O condutor, este tinha um filho cinco anos mais velho do que eu. Nele recaíram os males do pai, para todo caso há um acaso. O jovem, já com 25 anos, fez-se às ruas da cidade, justamente na Ronil. A minha alma amargurada pelo abandono após o acidente e após a morte, decidiu assombrar os vivos. Num vestido cor da noite, com um sorriso e toda deslumbrante, fiz-me ao local onde Armindo, filho do condutor, estava, humildemente. Saudei-lhe. Ele foi gentil que a conversa alongou-se até que saímos para uma barraca onde bebemos até a madrugada, mal imaginava que estivesse com uma alma morta. O passeio foi agradável até que o meu filme começou.

Disse-lhe que sentia muito frio e era asmática. Gentilmente, emprestou-me seu casaco. Levou-me ao portão da minha casa e despediu-me com a promessa de nos vermos mais logo. Chegado a sua casa, com o sorriso no auge, relatou o sucedido à sua família que alegremente felicitaram-no pois nunca havia saído para passear com uma jovem. Às 16 horas, preparou-se e foi à casa que lhe tinha apresentado como minha. Chegado lá, bateu e minha mãe atendeu.

Quem é? – perguntou minha mãe.

Sou Armindo, amigo da Leonor. – respondeu o jovem.

Em quê posso ser útil? – perguntou novamente minha mãe.

Venho ter com ela, pode chamá-la? – perguntou o jovem.

Minha mãe ficou espantada e em simultâneo ficou triste porque achou que o jovem estivesse ali para tirar sarro dela. O jovem não entendeu o motivo da repentina mudança do semblante da minha mãe, dona Judite.

Ela morreu, passam cinco anos. – disse minha mãe.

Não é possível, estive com ela ontem, a mesma levou-me até aqui e ficou com o meu casaco porque sentia muito frio, alegando que é asmática. – relatou o jovem.

Sim, ela era asmática e morreu num acidente, inclusive fez cinco anos ontem. – explanou minha mãe.

Não, não é verdade. – Armindo recusou-se a acreditar.

É, sim. – afirmou dona Judite.

Minha mãe convocou todos os que estavam em casa: senhor Nguluve, meu pai e meus dois irmãos, Alfredo e Zaina, estes também confirmaram o que a minha mãe antes dissera. O jovem não acreditava, então, levaram-no à minha campa. Quase caía por trás, quando viu o seu casaco estendido no meu sepulcro.
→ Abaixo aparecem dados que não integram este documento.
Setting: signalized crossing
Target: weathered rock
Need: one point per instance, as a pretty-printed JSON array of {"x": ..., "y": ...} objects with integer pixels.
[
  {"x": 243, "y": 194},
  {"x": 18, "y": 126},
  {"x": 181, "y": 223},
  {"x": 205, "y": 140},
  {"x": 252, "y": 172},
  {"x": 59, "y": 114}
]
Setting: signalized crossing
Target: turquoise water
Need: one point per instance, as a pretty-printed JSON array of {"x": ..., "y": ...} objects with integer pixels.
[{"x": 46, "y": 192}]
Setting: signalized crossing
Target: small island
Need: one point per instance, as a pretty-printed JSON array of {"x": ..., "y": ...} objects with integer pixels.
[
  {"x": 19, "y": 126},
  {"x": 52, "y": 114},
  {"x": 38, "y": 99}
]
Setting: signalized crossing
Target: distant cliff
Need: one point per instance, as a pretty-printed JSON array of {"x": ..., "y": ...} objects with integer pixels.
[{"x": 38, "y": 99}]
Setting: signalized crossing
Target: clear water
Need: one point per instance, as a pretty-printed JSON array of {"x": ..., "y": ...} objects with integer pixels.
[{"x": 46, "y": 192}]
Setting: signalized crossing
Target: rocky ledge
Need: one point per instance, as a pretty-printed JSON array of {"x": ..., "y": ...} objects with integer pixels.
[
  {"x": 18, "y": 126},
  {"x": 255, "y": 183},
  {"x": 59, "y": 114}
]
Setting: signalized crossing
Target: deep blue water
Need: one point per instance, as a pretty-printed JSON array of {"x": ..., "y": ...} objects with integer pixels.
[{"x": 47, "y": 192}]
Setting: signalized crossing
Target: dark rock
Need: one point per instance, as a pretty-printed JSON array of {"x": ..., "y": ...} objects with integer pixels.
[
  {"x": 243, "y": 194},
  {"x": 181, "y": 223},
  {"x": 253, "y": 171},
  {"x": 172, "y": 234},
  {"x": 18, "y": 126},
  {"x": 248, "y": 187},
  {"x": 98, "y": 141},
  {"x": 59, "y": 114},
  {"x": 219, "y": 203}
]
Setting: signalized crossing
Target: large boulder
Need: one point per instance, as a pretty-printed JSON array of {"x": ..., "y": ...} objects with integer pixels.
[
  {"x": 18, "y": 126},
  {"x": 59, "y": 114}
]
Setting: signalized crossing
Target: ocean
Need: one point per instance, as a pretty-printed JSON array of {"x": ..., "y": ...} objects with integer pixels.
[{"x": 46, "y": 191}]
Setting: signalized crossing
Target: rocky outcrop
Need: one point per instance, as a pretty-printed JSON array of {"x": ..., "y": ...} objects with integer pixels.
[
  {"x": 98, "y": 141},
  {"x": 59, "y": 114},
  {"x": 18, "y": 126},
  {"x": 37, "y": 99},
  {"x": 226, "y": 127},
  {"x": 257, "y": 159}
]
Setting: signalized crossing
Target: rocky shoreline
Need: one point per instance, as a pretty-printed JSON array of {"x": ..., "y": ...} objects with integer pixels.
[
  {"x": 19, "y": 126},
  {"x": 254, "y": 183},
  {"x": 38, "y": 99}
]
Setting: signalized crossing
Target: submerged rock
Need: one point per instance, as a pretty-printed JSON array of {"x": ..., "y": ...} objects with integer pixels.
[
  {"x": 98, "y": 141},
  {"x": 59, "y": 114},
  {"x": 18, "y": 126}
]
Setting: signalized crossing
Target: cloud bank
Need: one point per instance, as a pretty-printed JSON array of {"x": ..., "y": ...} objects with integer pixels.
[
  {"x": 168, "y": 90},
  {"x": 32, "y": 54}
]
Foi aí que a minha família percebeu que o jovem falava a verdade.

Depois de presenciar aquele cenário, o jovem voltou à casa abatido, e mais uma vez relatou o sucedido à família, deixando assim o pai a transpirar, acreditando que a menina vinha se vingar. Dia seguinte, a família de Armindo foi à casa de Nguluve, conversaram e decidiram que deviam fazer missa.

Passado um mês, fizeram o decidido e todos passaram a ter uma vida normal. Armindo, com os seus 27 anos, já tinha a sua família, mas nunca mais passou da Ronil. A minha família e do condutor já havia recebido o meu perdão pelo abandono sepulcral.

A minha história até os dias actuais é narrada em Maputo, cidade das acácias e antiga Lourenço Marques.